森美術館では臨時休館中に、オンラインプログラム「Mori Art Museum DIGITAL」を開設。その中には、会期途中で終了せざるを得なくなった「未来と芸術展」をVR 映像を使ってホームページから擬似鑑賞できる実験的な仕掛け「3Dウォークスルー」もあります。

「実際に展覧会を観た人でも見落としている部分に新たに気づけたり、あるいは美術館が再開した後も、こうした仕組みがあればさまざまな事情で来館できない方たちにも鑑賞の機会を提供できるようになる。今後の美術館体験を考える上でもヒントになるのではないかと思います」(森美術館広報)

また同館ではラーニング・プログラムにも力を注いできましたが、人を集めて行うことが今後も難しいため、オンラインを駆使した代替案を継続的に探っていくとのことです。

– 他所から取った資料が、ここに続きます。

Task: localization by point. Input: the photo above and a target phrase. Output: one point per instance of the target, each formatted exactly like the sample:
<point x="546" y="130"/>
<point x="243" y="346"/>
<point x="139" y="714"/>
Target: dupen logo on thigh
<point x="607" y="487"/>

「予想だにしなかった事態によって十分な準備もなく今できることから始めたという面もありますが、実物を見る体験とオンラインの体験を並走させていく美術館体験の“ニュー・ノーマル”に真剣に取り組む契機になったという点ではプラスでした」

美術に親しんでもらう「入り口」の広がり

浮世絵を専門とする太田記念美術館も開催中の展覧会が途中閉幕を余儀なくされる中で、展示していた作品を少しでも観て欲しい/知って欲しいと、SNSを通じて「おうちで浮世絵」という投稿を始めました。以来、今日まで最低一日一回は投稿しています。最初は疫病退治に関わる浮世絵を選んで発信していましたが、今では季節感や時事などテーマは広がっています。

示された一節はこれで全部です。